If you enjoy wide toebox shoes, you might even like zero drop shoes; I know that all my knee pains and sprained ankles disappeared like magic once I switched to feet-shaped, zero-drop, thin sole shoes. Sure, it was a bit uncomfortable walking “barefoot” at first, but my sole and foot/ankle/calf muscles adapted within a week or so. Never looking back!
Also worth mentioning that I try actually walking barefoot (as in unshod, not in barefoot shoes) as often as possible, and did so before switching to barefoot shoes, so ymmv.
I think this could be partially explained by Joseph Henrich’s “The Secret of Our Success”; he explains that a large chunk of our knowledge is not understanding-based, but rather culture-based, with optimisation for copying, conformity, and tradition-following in the absence of understanding of why something is done.
Examples in hunter-gatherer tribes include:
Bow-making. They know which branches and vines to use for the bow, and which arrows and tips work best, but not why, and there is no experimentation with other materials.
Poison use. E.g., arrow-tip, fish-killers, etc. They have complex preparation steps, but aren’t sure why they do it.
Food taboos/Detoxifying food. They know what to do, but don’t know why it works or which steps are extraneous; they do it “because this is how it has always been done”.
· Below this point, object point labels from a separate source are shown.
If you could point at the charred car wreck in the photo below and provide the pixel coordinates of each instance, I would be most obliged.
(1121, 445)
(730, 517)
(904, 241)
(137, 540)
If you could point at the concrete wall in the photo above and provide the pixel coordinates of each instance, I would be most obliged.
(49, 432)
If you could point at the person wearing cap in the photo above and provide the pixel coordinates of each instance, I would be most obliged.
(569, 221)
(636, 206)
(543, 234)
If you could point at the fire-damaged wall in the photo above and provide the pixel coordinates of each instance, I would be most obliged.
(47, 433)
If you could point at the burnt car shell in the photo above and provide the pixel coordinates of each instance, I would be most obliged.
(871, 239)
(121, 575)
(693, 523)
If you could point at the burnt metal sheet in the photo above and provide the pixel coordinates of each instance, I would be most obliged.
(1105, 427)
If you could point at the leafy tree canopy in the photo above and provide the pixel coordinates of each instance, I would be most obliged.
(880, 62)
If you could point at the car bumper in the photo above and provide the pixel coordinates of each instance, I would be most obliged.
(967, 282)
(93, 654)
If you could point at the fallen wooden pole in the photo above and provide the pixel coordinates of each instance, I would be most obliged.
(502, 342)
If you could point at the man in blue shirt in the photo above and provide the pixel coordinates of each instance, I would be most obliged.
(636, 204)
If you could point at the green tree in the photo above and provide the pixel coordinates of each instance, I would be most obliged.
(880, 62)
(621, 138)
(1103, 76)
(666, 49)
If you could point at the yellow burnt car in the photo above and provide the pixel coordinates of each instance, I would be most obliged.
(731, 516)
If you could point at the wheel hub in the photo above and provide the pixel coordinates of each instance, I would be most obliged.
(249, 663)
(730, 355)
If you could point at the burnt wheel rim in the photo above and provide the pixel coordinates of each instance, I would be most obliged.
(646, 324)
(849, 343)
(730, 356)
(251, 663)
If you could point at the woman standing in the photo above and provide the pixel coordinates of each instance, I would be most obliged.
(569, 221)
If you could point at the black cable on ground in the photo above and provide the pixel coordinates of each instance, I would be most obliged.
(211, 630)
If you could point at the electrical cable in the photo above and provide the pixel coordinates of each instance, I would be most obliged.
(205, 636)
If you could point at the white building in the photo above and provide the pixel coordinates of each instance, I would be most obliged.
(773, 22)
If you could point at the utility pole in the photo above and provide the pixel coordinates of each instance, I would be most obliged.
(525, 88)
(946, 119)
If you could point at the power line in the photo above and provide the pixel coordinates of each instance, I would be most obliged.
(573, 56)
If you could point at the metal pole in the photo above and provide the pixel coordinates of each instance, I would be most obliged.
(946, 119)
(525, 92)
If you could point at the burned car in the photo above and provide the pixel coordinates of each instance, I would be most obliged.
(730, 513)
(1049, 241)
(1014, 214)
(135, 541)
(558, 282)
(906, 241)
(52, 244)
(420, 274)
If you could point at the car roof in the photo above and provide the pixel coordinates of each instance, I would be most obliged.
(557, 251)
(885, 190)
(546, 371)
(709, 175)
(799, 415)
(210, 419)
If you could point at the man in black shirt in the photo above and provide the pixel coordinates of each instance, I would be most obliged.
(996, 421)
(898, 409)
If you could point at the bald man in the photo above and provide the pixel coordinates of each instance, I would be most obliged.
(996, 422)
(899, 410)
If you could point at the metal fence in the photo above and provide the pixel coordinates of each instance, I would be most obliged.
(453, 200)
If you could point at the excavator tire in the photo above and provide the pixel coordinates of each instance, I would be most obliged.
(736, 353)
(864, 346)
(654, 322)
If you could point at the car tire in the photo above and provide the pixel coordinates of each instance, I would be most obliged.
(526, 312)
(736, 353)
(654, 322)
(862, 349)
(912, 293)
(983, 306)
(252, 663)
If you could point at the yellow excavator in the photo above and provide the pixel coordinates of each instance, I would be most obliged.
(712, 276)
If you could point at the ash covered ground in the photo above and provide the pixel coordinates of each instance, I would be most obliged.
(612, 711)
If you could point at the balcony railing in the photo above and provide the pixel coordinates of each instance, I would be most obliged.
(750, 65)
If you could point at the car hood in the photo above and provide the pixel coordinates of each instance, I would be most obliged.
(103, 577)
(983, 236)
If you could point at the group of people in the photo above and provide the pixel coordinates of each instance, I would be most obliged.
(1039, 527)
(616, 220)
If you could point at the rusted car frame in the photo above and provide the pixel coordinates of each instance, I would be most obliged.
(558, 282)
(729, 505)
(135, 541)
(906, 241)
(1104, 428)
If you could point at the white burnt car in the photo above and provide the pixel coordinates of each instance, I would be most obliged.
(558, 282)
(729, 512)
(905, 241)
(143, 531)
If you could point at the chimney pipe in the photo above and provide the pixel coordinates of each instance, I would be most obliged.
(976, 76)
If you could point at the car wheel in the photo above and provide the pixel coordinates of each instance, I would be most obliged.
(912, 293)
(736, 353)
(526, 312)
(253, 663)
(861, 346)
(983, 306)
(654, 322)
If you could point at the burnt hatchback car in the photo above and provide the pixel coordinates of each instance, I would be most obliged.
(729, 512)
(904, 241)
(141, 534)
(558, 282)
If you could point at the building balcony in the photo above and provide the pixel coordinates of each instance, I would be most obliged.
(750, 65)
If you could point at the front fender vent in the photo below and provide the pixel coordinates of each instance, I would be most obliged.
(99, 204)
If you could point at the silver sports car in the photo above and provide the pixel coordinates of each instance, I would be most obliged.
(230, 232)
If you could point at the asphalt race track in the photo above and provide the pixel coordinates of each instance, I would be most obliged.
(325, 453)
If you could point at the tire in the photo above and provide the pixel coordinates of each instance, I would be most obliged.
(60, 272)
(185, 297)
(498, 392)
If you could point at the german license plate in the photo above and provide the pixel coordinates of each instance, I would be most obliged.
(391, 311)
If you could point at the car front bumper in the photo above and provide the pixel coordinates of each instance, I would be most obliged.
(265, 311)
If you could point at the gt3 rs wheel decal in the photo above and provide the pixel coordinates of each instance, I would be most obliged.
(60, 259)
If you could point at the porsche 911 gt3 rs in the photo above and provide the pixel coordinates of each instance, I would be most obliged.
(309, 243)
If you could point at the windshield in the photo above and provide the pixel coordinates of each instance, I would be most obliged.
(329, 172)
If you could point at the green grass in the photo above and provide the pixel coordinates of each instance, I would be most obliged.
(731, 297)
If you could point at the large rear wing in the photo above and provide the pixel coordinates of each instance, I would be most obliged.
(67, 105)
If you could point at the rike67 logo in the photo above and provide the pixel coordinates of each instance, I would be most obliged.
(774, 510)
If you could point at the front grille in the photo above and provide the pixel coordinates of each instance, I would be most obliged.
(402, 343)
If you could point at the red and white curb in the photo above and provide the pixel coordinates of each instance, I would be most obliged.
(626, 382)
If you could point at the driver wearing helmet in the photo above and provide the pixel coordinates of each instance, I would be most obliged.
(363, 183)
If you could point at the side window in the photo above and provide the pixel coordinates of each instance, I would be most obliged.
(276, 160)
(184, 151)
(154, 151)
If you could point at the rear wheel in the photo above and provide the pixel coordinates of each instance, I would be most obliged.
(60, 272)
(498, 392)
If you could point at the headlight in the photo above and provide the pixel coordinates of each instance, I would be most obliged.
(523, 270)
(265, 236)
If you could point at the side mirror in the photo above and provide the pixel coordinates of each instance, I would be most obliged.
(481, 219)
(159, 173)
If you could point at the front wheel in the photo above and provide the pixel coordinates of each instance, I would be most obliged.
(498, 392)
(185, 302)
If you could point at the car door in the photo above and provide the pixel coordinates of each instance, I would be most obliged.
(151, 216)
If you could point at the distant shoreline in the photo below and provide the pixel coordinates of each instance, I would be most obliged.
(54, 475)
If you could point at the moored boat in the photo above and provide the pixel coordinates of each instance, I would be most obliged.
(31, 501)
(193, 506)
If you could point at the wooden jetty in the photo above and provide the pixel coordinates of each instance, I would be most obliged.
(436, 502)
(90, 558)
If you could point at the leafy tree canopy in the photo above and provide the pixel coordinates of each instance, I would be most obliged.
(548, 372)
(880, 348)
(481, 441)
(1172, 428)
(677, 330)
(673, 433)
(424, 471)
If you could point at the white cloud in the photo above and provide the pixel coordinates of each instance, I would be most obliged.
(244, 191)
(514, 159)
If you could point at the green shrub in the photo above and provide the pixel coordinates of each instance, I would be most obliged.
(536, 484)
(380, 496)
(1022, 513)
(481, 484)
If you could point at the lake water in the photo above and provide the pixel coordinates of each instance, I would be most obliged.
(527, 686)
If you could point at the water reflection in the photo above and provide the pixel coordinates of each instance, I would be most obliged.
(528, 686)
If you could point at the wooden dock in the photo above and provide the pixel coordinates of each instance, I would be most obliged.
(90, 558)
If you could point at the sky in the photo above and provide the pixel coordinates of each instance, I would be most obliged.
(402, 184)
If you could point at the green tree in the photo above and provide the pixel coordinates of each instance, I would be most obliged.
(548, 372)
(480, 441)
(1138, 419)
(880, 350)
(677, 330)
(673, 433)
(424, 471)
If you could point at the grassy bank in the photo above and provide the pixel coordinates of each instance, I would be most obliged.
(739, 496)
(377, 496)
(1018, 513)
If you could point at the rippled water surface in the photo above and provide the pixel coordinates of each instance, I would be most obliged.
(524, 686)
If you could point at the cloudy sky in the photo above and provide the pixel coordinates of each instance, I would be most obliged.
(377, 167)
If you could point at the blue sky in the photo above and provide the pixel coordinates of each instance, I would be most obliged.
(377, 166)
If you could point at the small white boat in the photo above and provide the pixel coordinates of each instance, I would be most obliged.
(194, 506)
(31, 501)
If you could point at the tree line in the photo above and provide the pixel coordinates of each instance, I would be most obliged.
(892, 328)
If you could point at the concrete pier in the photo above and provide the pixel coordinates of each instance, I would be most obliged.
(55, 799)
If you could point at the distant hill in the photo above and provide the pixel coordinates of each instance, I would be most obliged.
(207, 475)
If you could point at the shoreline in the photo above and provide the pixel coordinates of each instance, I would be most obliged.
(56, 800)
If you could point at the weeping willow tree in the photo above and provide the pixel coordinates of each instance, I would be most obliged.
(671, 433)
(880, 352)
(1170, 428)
Mostly, humans developed a process or area of knowledge based on necessity, then effectively found a local minimum that achieved their base requirements, and rarely—if ever—explored beyond this scope due to the low perceived likelihood of benefit vs cost of breaking tradition and effort. Any improvements where coincidental to the materials they used when exposed to unfamiliar environments and requirements, and those rare instances of exploration of approach or technique.
Basically, we are actually superbly adapted to the hunter-gatherer lifestyle, and any improvements beyond that have to occur against the resistance of breaking tradition and failing many times before succeeding. There is a theory that becoming agriculturalists gave us stable food supplies/security and the ability to grow our populations to the point where greater specialisation was more feasible, thus allowing for more experimentation and the transfer of knowledge from experimenting master to student.